NOTE : I strongly believe that the entries in modsec_audit.log are primarily related to the regular expression used for xmlrpc purposes.

NOTE : evidence of aformentioned belief can be deemed to be present when looking at the entries in the logs - requests to ports are redirected to the Nginx "internal" directive, at least in most cases .....and this implies that the request is matched by Nginx and forwarded to "internal", without any interference

3 - make "specific" requests to specific locations or files : the nature of this method is not yet clear to me, but it seems to be the case that certain scripted requests are automated and so fast that Nginx forwards them once or twice to "internal", with the request using one connection to brute force at the level of Apache

SOLUTION : not known yet, since Fail2Ban fails miserably ........ and ModSec blocks these brute force attempts with considerable effort

NOTE : implementing a solution for method 2, preferably in combination with a solution for method 1, should suffice and stop these advanced hack attempts


In short, answering your questions is very difficult, since some steps are needed to get to the root cause of the problem ...... and only these necessary steps can allow an unbiased analysis.

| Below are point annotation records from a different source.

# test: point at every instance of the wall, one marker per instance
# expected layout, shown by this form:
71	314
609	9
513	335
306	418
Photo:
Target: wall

In addition, answering your question becomes even more difficult when taking into consideration the fact that the nature and method of attack is changing (and even becoming more aggressive and advanced!) when making Nginx config really strict - I have tested this and it surprised me.

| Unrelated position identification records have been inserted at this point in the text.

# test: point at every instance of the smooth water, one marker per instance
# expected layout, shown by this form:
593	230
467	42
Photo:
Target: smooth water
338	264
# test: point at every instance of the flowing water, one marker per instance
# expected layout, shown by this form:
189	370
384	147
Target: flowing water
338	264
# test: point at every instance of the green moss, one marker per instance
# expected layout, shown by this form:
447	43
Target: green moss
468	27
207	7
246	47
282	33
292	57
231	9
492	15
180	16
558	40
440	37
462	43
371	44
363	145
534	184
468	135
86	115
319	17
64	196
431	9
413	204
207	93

I suggest that we have a look at the part

location ~* xmlrpc.php { deny all; }

location block and directives.


As a final remark and request, could you be so kind as to send me a private message?

Kind regards.....

 

[Peter Debik]

Thank you again for all the details.

Since Plesk 18.0.56, published October 10th, 2023, we've limited Apache to only listen to the loopback IP address (also called localhost) when Apache runs with nginx as a reverse proxy.

This feature is turned on by default on new Plesk installations. To enable it on existing installations, run the following CLI command: plesk bin apache --listen-on-localhost true. For information on the feature, see the KB article.

 

[danami]

This feature is turned on by default on new Plesk installations. To enable it on existing installations, run the following CLI command: plesk bin apache --listen-on-localhost true. For information on the feature, see the KB article.

@Peter Debik There is no way that this should be enabled by default on new installs. This breaks all Apache modsecurity attack triggers and any Apache log statistics programs as the client address only reports 127.0.0.1 as the client address after enabling it.